Em face desse questionamento inicial, é preciso esclarecer que, mesmo se valendo de uma legislação severa, a falta de fiscalização dos órgãos competentes prejudica o cotidiano dos motoristas e passageiros brasileiros, construindo um sentimento de impunidade no indivíduo, visto que o descaso com a punição adequada os livra de inúmeras complicações após cometer uma ou outra infração. Aliado a isso, o processo seletivo de novos condutores, sem aprofundamento psicológico e motor, colocando pessoas inaptas a direção, consequentemente leva a desastres irreversíveis.
Convém ainda lembrar, nesse contexto, que o ensino cartesiano adotado nas escolas brasileiras acaba por contribuir para a persistência desse quadro. Isso coaduna-se ao fato de que, para Zygmunt Bauman, o ser humano tende a agir na irracionalidade. Isto posto, os alunos, moldados por um sistema educacional que valoriza o conteudismo e a competição em detrimento da formação cidadã, se tornam adultos individualistas e intolerantes, características que são incorporadas em todos os âmbitos de suas vidas, inclusive em possíveis desavenças no trânsito. Finalmente, conclui-se que o exercício da empatia, desde cedo, é uma peça-chave para combater esse tipo de violência.

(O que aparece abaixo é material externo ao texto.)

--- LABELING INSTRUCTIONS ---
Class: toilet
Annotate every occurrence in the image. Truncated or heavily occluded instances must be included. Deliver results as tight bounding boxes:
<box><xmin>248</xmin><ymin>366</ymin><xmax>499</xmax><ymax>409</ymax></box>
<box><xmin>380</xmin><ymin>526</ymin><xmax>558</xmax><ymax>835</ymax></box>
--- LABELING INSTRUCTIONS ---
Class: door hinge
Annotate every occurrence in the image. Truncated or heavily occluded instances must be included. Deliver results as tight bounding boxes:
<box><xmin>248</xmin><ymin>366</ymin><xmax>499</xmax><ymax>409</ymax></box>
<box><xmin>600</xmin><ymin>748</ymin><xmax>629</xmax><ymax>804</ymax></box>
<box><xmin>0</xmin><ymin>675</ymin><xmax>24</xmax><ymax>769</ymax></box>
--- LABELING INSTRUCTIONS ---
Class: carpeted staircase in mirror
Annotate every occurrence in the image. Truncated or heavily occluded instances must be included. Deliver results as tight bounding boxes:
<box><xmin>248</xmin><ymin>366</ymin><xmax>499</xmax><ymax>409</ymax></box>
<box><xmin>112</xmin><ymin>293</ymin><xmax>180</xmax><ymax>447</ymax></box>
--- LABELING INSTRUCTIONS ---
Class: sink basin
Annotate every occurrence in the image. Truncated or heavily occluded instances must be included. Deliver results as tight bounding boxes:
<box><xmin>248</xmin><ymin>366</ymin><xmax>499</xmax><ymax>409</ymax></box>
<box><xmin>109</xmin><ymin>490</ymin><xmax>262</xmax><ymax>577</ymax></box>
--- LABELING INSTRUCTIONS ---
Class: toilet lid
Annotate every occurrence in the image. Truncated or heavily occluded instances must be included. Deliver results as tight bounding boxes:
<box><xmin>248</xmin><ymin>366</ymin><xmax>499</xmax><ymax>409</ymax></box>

Por fim, entende-se que é necessário reunir esforços para resolver esse impasse. Logo, a fim de atenuar o problema, cabe ao Ministério da Educação a adoção de práticas que estimulem o trabalho em equipe. Com atividades como a prática de esportes que envolvam times, e o desenvolvimento de pesquisas acadêmicas em grupos, os alunos aprendem a respeitar o próximo, fomentando o exercício da paciência, empatia e senso crítico, habilidades que serão úteis não só ao dirigir, mas em todas as situações que envolvam o próximo. Dessa forma, pode-se pensar em um futuro em que esse atroz cenário seja superado, ampliando a visão fragmentada da sociedade apontada por Donald Levine.